ABSTRACT
Historical importance, aesthetics, build quality, and rarity are characteristic features that individually or collectively define a car as a classic. Keeping the authenticity of those masterpieces, i.e., maintaining them as close as possible to when they left the factory, requires expert restoration services. For this purpose, guidelines are defined for classic car restoration.
Monitoring the classic car restoration process so that its evidence is recorded automatically is essential to reducing the need for a man-in-the-middle in controlling this process.
Therefore, this dissertation aims to detect the restoration processes performed on a classic car in a restoration workshop by combining energy consumption sensing with location and other sensing techniques (e.g., vibration).
A state-of-the-art structured literature review was done so we could make well-informed decisions according to the system’s requirements. In addition, the research taught us more about the methodologies and technologies of Intrusive Load Monitoring (ILM) systems, Location systems, and Internet of Things (IoT) / Industrial Internet of Things (IIoT) systems.
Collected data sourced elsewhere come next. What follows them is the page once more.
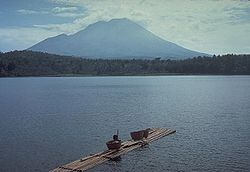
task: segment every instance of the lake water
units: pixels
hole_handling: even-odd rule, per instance
[[[91,172],[250,171],[250,76],[0,79],[0,171],[48,171],[116,129],[173,135]]]

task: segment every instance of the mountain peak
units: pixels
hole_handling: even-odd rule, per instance
[[[109,21],[98,21],[96,23],[90,24],[89,26],[87,26],[87,28],[102,27],[104,25],[110,26],[110,27],[114,27],[114,26],[125,27],[125,25],[127,25],[126,27],[128,27],[129,25],[138,25],[138,24],[127,18],[117,18],[117,19],[111,19]]]
[[[73,35],[48,38],[29,50],[88,58],[189,58],[205,55],[163,40],[127,18],[99,21]]]

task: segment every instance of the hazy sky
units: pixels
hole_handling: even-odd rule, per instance
[[[124,17],[192,50],[250,53],[247,0],[0,0],[0,51]]]

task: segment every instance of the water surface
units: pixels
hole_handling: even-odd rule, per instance
[[[48,171],[148,127],[177,133],[89,171],[249,171],[250,76],[0,79],[0,171]]]

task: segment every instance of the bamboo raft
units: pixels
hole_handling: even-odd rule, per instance
[[[161,137],[175,133],[176,130],[163,129],[163,128],[153,128],[149,130],[149,135],[147,138],[139,141],[127,140],[122,143],[122,146],[119,150],[106,150],[103,152],[90,155],[69,164],[60,166],[50,172],[82,172],[86,171],[94,166],[104,163],[105,161],[115,159],[120,155],[123,155],[133,149],[139,148],[148,144],[152,141],[155,141]]]

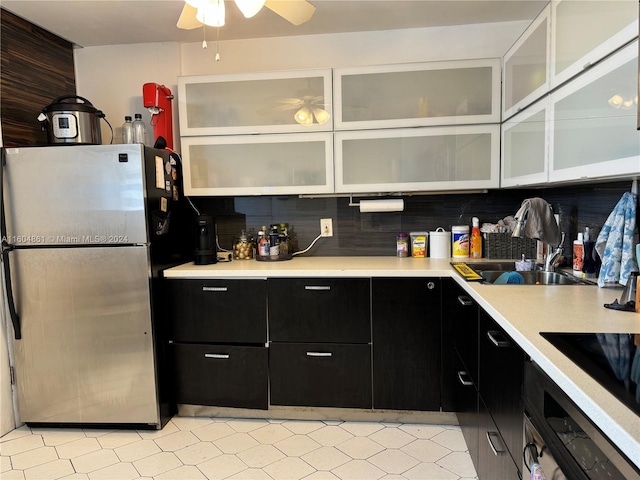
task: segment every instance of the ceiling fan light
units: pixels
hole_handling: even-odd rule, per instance
[[[224,0],[208,0],[198,8],[196,19],[210,27],[224,26]]]
[[[193,1],[193,0],[191,0]],[[245,18],[251,18],[264,6],[266,0],[235,0]]]
[[[609,99],[609,105],[613,108],[620,108],[624,99],[620,95],[614,95]]]
[[[313,115],[311,113],[311,110],[309,110],[307,107],[302,107],[300,110],[298,110],[293,118],[295,118],[296,122],[298,122],[300,125],[313,124]]]
[[[314,108],[313,116],[316,117],[316,121],[321,125],[324,123],[327,123],[331,118],[331,115],[329,115],[329,112],[327,112],[322,108]]]

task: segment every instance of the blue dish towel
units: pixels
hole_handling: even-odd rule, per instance
[[[635,193],[622,195],[598,235],[596,252],[602,259],[599,287],[626,285],[629,274],[636,271],[633,233],[637,203]]]

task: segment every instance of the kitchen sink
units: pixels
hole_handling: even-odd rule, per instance
[[[482,270],[479,273],[486,282],[494,283],[505,271],[509,270]],[[593,285],[593,283],[588,280],[583,280],[563,272],[533,270],[530,272],[517,273],[522,276],[524,283],[508,283],[506,285]]]

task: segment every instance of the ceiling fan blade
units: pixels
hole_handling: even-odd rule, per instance
[[[264,6],[294,25],[308,22],[316,11],[307,0],[267,0]]]
[[[267,115],[275,112],[286,112],[289,110],[298,110],[300,105],[286,104],[286,105],[275,105],[273,107],[265,107],[257,110],[260,115]]]
[[[193,30],[194,28],[198,28],[202,26],[198,20],[196,20],[196,13],[198,9],[192,7],[188,3],[184,4],[182,8],[182,12],[180,13],[180,18],[178,18],[178,23],[176,26],[183,30]]]
[[[295,97],[271,97],[267,98],[267,101],[271,103],[285,103],[289,105],[301,105],[304,103],[304,100]]]

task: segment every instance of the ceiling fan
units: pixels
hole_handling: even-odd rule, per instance
[[[299,98],[273,98],[273,106],[258,110],[260,114],[286,112],[295,110],[293,118],[300,125],[312,125],[314,120],[323,124],[329,121],[331,115],[324,109],[324,97],[316,95],[300,95]]]
[[[277,13],[294,25],[309,21],[316,10],[307,0],[234,0],[245,18],[251,18],[262,7]],[[184,8],[178,19],[177,27],[184,30],[209,25],[224,25],[224,0],[185,0]]]

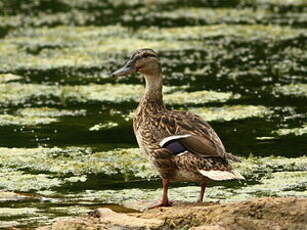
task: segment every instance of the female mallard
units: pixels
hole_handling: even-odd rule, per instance
[[[133,119],[134,133],[143,152],[158,169],[163,182],[162,200],[152,207],[170,206],[170,181],[200,182],[199,202],[209,181],[244,179],[228,160],[239,159],[227,153],[218,135],[199,116],[168,110],[162,98],[162,71],[152,49],[137,50],[113,76],[135,72],[145,77],[145,94]]]

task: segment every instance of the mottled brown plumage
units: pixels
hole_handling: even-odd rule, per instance
[[[163,198],[156,206],[167,206],[169,181],[197,181],[200,201],[211,180],[243,179],[229,160],[239,159],[227,153],[212,127],[201,117],[185,111],[168,110],[163,103],[162,71],[156,52],[137,50],[126,65],[113,75],[139,72],[145,77],[145,94],[135,112],[133,128],[142,151],[163,179]]]

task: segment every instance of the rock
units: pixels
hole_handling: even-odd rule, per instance
[[[55,221],[44,230],[190,229],[306,230],[307,198],[259,198],[227,204],[187,204],[142,213],[97,209],[92,216]],[[43,230],[43,229],[41,229]]]
[[[144,212],[148,209],[148,207],[152,206],[154,203],[153,201],[128,201],[123,202],[123,206],[129,210],[141,211]],[[218,204],[217,202],[204,202],[204,203],[191,203],[191,202],[182,202],[177,200],[172,200],[172,207],[187,207],[187,206],[210,206]]]
[[[144,219],[137,216],[130,216],[124,213],[116,213],[108,208],[97,209],[97,217],[100,218],[102,223],[105,223],[110,226],[120,226],[127,229],[136,229],[136,228],[148,228],[155,229],[159,226],[162,226],[163,220],[156,218]]]
[[[203,225],[199,227],[192,227],[189,230],[226,230],[226,228],[218,225]]]
[[[60,217],[56,218],[51,226],[39,227],[37,230],[108,230],[109,228],[100,223],[98,218],[93,217]]]

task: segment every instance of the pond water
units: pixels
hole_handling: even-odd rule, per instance
[[[208,201],[306,197],[307,1],[0,1],[0,228],[156,200],[133,111],[137,48],[161,56],[165,101],[210,122],[245,182]],[[194,183],[172,184],[195,201]]]

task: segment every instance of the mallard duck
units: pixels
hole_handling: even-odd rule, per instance
[[[212,127],[196,114],[169,110],[163,103],[162,70],[158,54],[139,49],[113,76],[141,73],[145,93],[137,107],[133,129],[142,152],[159,171],[163,183],[162,199],[153,207],[170,206],[171,181],[194,181],[201,186],[198,202],[203,201],[208,182],[244,179],[229,161],[239,161],[225,151]]]

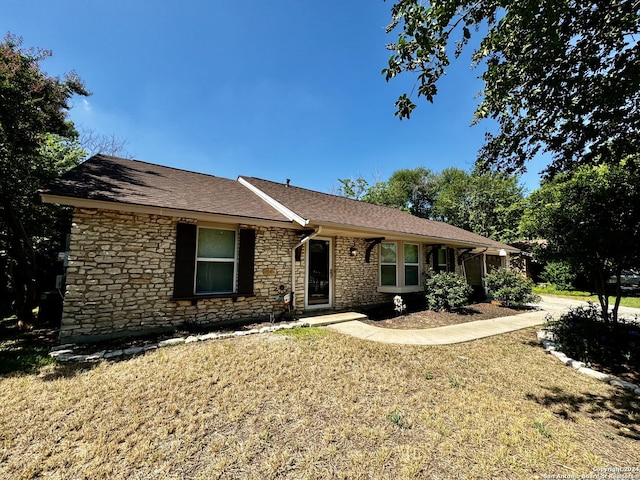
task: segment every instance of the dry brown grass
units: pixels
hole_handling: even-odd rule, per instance
[[[447,347],[308,329],[0,379],[2,478],[542,478],[639,466],[638,401],[532,329]]]

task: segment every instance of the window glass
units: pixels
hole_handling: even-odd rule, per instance
[[[232,292],[233,263],[230,262],[198,262],[196,275],[196,292]]]
[[[439,248],[438,249],[438,266],[447,269],[447,249]]]
[[[198,258],[234,258],[236,232],[201,228],[198,232]]]
[[[395,265],[380,266],[380,285],[386,285],[386,286],[396,285],[396,266]]]
[[[380,285],[395,286],[397,278],[397,245],[380,244]]]
[[[412,243],[405,244],[404,263],[418,263],[418,245]]]
[[[380,244],[380,262],[396,263],[396,244],[395,243]]]
[[[405,265],[404,266],[404,284],[405,285],[419,285],[418,266],[417,265]]]
[[[235,288],[236,232],[198,229],[196,293],[228,293]]]

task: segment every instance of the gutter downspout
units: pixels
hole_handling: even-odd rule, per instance
[[[320,235],[322,231],[322,225],[316,228],[316,231],[307,235],[302,240],[300,240],[292,249],[291,249],[291,296],[293,297],[292,304],[293,310],[296,310],[296,250],[311,240],[313,237],[317,237]]]

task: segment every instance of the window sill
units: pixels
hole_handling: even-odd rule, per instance
[[[191,302],[191,305],[198,303],[198,300],[209,300],[211,298],[230,298],[237,302],[239,297],[255,297],[255,293],[203,293],[202,295],[192,295],[189,297],[171,297],[171,302]]]
[[[409,287],[391,287],[382,286],[378,287],[380,293],[416,293],[422,292],[423,288],[420,285],[411,285]]]

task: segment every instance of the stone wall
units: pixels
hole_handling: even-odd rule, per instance
[[[378,248],[371,251],[370,263],[365,262],[369,245],[364,239],[337,237],[335,245],[334,301],[336,308],[350,308],[354,305],[373,305],[390,301],[391,296],[379,293],[378,289]],[[355,255],[349,248],[355,247]]]
[[[291,289],[295,230],[236,225],[256,230],[254,296],[171,301],[176,225],[189,218],[76,208],[71,231],[67,292],[60,336],[82,341],[169,330],[184,323],[264,320],[284,307],[279,285]],[[389,302],[378,290],[378,248],[365,261],[368,242],[333,238],[333,305],[336,309]],[[349,254],[350,247],[357,253]],[[296,298],[304,310],[305,251],[295,262]],[[425,271],[430,261],[423,247]]]
[[[279,285],[290,288],[295,232],[256,227],[255,296],[171,301],[178,222],[193,220],[74,211],[61,340],[268,318],[281,310],[274,297]]]

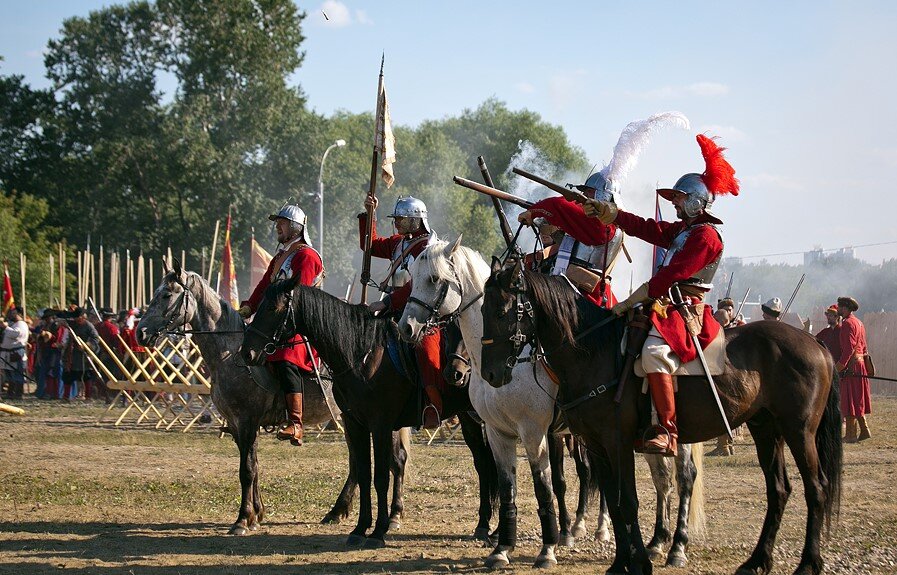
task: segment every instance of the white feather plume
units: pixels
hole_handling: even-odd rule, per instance
[[[630,122],[623,128],[623,133],[620,134],[620,139],[614,146],[614,155],[601,170],[601,175],[619,188],[638,162],[642,148],[651,139],[651,132],[666,126],[684,130],[688,130],[690,127],[688,118],[682,112],[661,112],[646,120]]]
After an exhaustive comprehension of the problem, analysis requirements, and development, it was possible to reach an efficient and reliable process identification system. By combining location data, energy loads identified, and vibrations detection, using, along the way Machine Learning (ML) algorithms, we can infer some of the restoration processes each classic car goes through in the workshop (Painting, Curing, Sanding, Mineral Blasting). Also, a web application was developed to support the control of the existing sensors in the workshop.